I think this wasn't a problem in python because the python find_longest_match
does a weird iterative solution different from ours.
I think this wasn't a problem in python because the python find_longest_match does a weird iterative solution different from ours.
Not sure whether it helps, but here is my C++ implementation of get_matching_blocks. https://github.com/maxbachmann/rapidfuzz-cpp/blob/a494e5557087203f54e76e49815c68324114b9e5/rapidfuzz/details/matching_blocks.hpp#L58 It is essentially the Python implementation without all autojunk parts + hash maps to improve the performance
I haven't looked at it in a few days but the problem was one of (I can't remember which offhand)
debug_assert!(low1 <= high1);
debug_assert!(low2 <= high2);
debug_assert!(high1 <= shorter.len());
debug_assert!(high2 <= longer.len());
debug_assert!(high1 - low1 <= high2 - low2);
was failing. All of these ought to be maintained for each call to find_longest_match()
under the current implementation, I think.
I think your implementation suffers the same issue with
if ((spos + length) < a_high && (dpos + length) < b_high) {
queue.emplace_back(spos + length, a_high, dpos + length, b_high);
}
I have not looked at this since I noted it last week.

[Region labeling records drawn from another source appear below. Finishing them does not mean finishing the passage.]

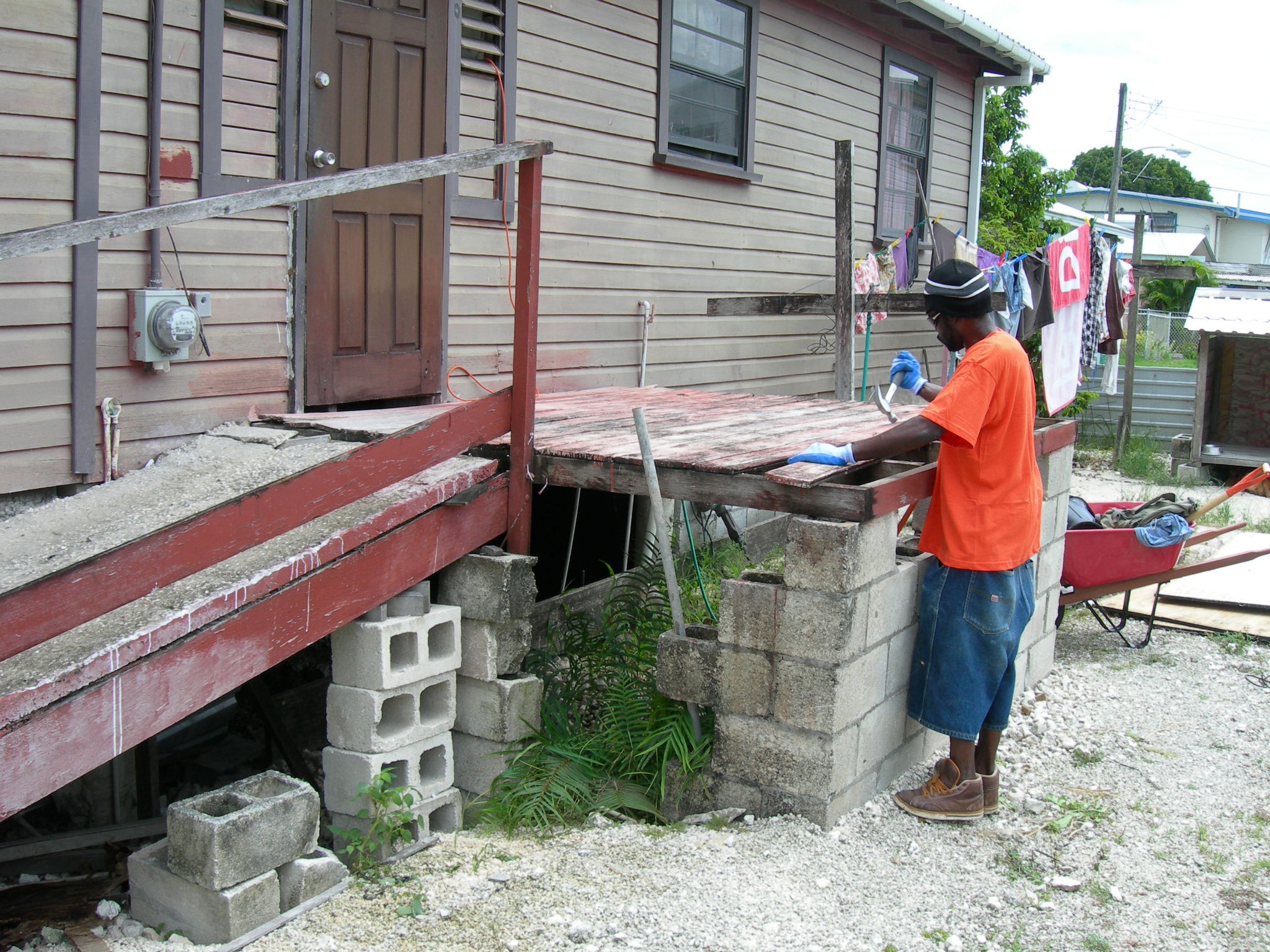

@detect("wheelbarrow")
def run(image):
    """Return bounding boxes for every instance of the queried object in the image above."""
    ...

[1055,503,1270,647]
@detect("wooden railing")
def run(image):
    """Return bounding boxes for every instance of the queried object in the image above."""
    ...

[0,141,553,661]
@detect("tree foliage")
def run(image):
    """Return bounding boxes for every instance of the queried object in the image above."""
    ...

[979,86,1070,253]
[1070,146,1213,202]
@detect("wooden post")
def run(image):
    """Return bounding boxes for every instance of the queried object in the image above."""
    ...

[1111,212,1147,464]
[833,138,856,400]
[507,157,542,555]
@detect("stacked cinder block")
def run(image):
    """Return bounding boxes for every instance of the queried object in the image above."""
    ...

I will test this in my implementation. However this is directly taken from the Python implementation (and appears to be the same in your implementation as well). I would personally assume the bug is somewhere in find_longest_match, since there your using quite a different implementation. RapidFuzz uses pretty much the same implementation as Difflib in there, but since I do not use the auto junk feature I was able to get rid of the hashmap b2j
if (length) {
if (a_low < spos && b_low < dpos) {
queue.emplace_back(a_low, spos, b_low, dpos);
}
if ((spos + length) < a_high && (dpos + length) < b_high) {
queue.emplace_back(spos + length, a_high, dpos + length, b_high);
}
matching_blocks_pass1.emplace_back(spos, dpos, length);
}
if k: # if k is 0, there was no matching block
matching_blocks.append(x)
if alo < i and blo < j:
queue.append((alo, i, blo, j))
if i+k < ahi and j+k < bhi:
queue.append((i+k, ahi, j+k, bhi))
fixes #24 fixes #22 fixes #20 fixes #7 (mostly - once you have extractWithoutOrder, the rest are basically just 'get top N' which can be done by callers)
6 might or might not make it depending on the wratio cleanups.